Fentanyl was for cancer patients mostly, sometimes heart patients too. It's a pain-blocker, keeps the patient awake but sedated. Matt had been saving the ends of the anesthesiologist's IV drip; fentanyl was medical quality, cleanest high there was.

The fentanyl baby was what I thought was pregnancy but was only extended PMS, and came after looking at too many pictures of deformed births. The hospital's research lab keeps a book of photos like a family album, with baby pictures under plastic--a family of deformities, some that lived and more that didn't. One is the story of a woman who took a vitamin A-derived acne pill for two months. Eight years later her skin was still perfect, but she had a baby whose head didn't grow together.

If you need medications, I'd say, have your kids first.

Now I said, "Matt, you're a biochemical waste site."

It wasn't just the fentanyl I was afraid of, but everything else too. With one drug, the fear is deformed genitals in a boy. I was yelling the day I told Matt, "I can't love a baby with deformed genitals, even if it is mine."

Matt had said, "Hey, it's not like they define the term deformed." He said, "We don't have enough information."

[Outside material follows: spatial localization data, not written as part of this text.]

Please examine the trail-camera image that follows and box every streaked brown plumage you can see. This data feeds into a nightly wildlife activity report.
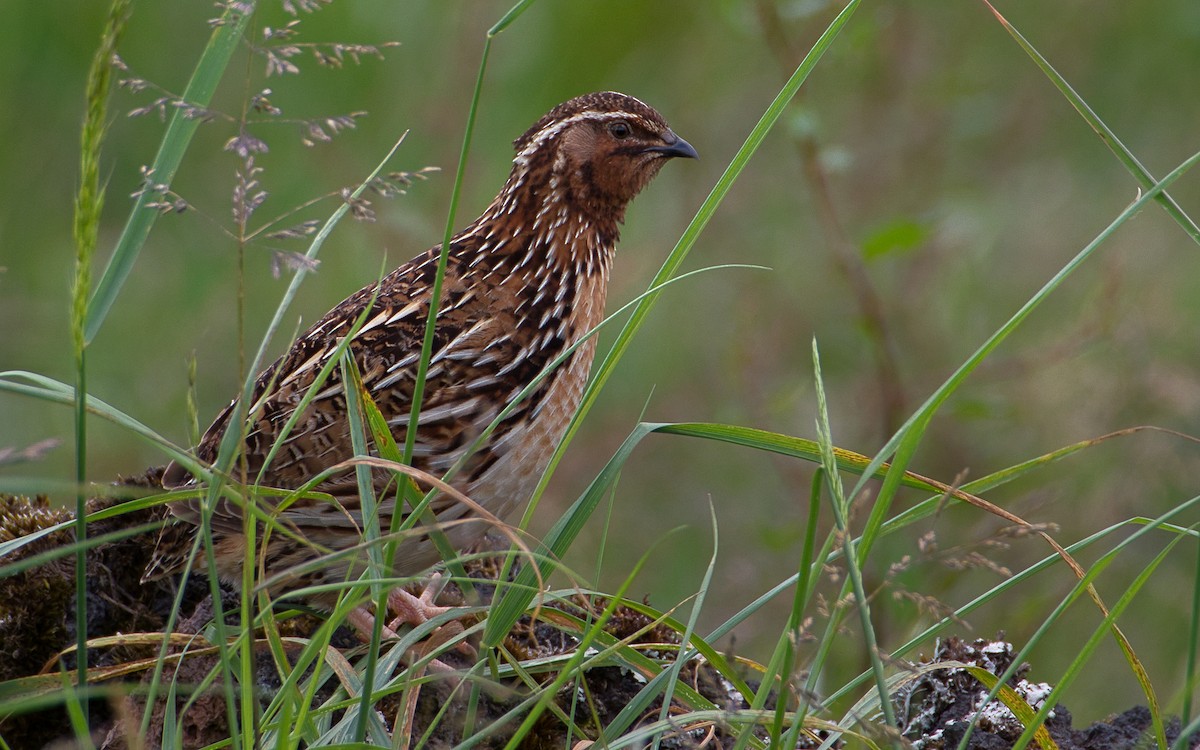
[144,92,696,608]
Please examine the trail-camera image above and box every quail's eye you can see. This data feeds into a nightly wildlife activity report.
[608,120,632,139]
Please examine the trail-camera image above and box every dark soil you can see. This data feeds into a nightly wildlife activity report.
[898,637,1197,750]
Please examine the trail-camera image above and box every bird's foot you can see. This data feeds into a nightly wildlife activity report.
[346,574,476,666]
[385,574,453,632]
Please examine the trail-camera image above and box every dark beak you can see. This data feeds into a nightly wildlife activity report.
[645,131,699,160]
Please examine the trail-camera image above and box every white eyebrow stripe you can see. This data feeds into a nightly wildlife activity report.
[514,110,653,163]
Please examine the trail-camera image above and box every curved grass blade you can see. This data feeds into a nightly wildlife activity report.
[484,413,1039,648]
[0,371,190,470]
[1010,536,1179,750]
[484,421,657,645]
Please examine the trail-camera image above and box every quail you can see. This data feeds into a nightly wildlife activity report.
[144,92,697,627]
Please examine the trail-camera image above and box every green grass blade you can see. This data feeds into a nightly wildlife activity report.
[1187,538,1200,725]
[812,340,896,730]
[242,134,408,439]
[71,0,129,719]
[483,421,658,645]
[403,0,539,474]
[519,0,864,526]
[340,352,386,742]
[1173,715,1200,750]
[486,412,1010,649]
[652,506,719,750]
[60,670,95,749]
[401,42,486,470]
[981,0,1200,245]
[84,1,254,343]
[0,518,162,580]
[499,549,654,750]
[0,371,190,469]
[489,0,538,35]
[824,494,1200,713]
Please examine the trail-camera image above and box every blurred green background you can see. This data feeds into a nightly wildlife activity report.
[3,1,1199,720]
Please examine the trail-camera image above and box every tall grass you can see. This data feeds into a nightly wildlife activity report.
[70,0,131,727]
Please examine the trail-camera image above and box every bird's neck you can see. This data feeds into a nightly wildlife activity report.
[457,176,621,281]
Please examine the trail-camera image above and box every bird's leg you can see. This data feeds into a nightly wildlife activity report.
[346,605,401,641]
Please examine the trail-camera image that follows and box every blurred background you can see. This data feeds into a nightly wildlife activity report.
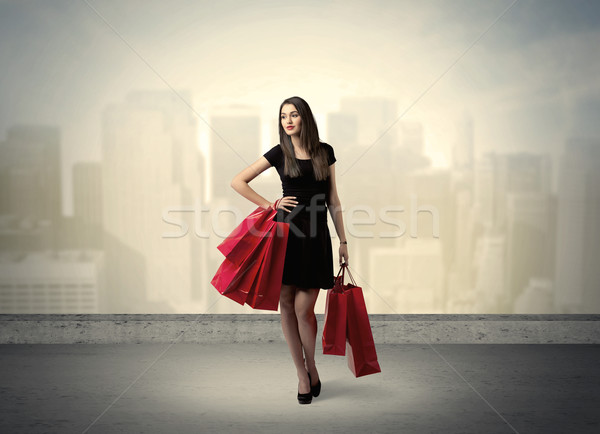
[1,0,599,314]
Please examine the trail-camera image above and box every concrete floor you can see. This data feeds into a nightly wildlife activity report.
[0,343,599,434]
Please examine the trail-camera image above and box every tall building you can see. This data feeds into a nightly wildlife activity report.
[446,172,477,312]
[494,152,552,230]
[101,90,204,313]
[554,138,600,313]
[473,231,506,312]
[0,125,62,228]
[208,106,261,201]
[506,192,553,306]
[70,162,103,249]
[473,153,496,228]
[473,151,553,312]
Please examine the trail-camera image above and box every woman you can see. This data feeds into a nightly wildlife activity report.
[230,96,349,404]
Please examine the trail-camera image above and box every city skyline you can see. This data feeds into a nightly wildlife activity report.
[1,0,599,314]
[2,90,599,315]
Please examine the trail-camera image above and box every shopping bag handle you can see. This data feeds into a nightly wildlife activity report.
[271,198,282,211]
[333,262,357,291]
[344,263,357,286]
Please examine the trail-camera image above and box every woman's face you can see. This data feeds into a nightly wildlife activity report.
[281,103,302,136]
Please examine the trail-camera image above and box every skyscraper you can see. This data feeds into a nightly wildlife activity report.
[0,125,62,224]
[554,138,600,313]
[208,106,261,201]
[101,90,203,312]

I wasn't interested in a margin of error. With muscle-relaxants, you get anything from a depressed autonomic nervous system to maybe increased ribs, if you're a rat anyway. They don't know. Skeletal variance, they call it.

But why does the body have opiate receptors if we're not supposed to use them? Specially tailored Valium receptors are just waiting for the chain of Valium ligand, waiting to bond and react, that soothing sense of rightness in an attraction resolved, a calm we could call love.

I said, "Don't tell me it was only the once. You were already on suspension."

I didn't believe the rumor when Matt was first called into the office. Suspended pending investigation into reports of inappropriate use of a biohazard container. Somebody reported seeing Matt taking something out of a container meant only for disposal. Matt's line was that it didn't happen.

But then there was a little boy, a week later, saying he found a dead man in the bathroom on the third floor. That's what the boy said, "a dead man." Security found Matt, found the syringe, the fentanyl. Then they called me to ER.

Matt was swollen and blue-white. He had a phone number written in pen on his arm. I leaned close and it was my work number on Matt's nearly dead arm. I wanted to scream, to scribble it out, to spit on my hand and wipe the numbers away.

When I first met Matt, when Matt started coming over, I even liked it when he put my dishes away wrong. I'd find the Saran wrap in with the baking sheets, bowls stacked with plates, all of it proof that he'd been there, in my space, and I liked it. Now I could only breathe after Matt left again. He left after I promised that I'd call. He left before security could escort him out.

I left work after Matt left my work. I told the student waiting next in line I wasn't feeling well, and that was true. I was overrun with chemicals, with my own response. I was shaky and needed to go home.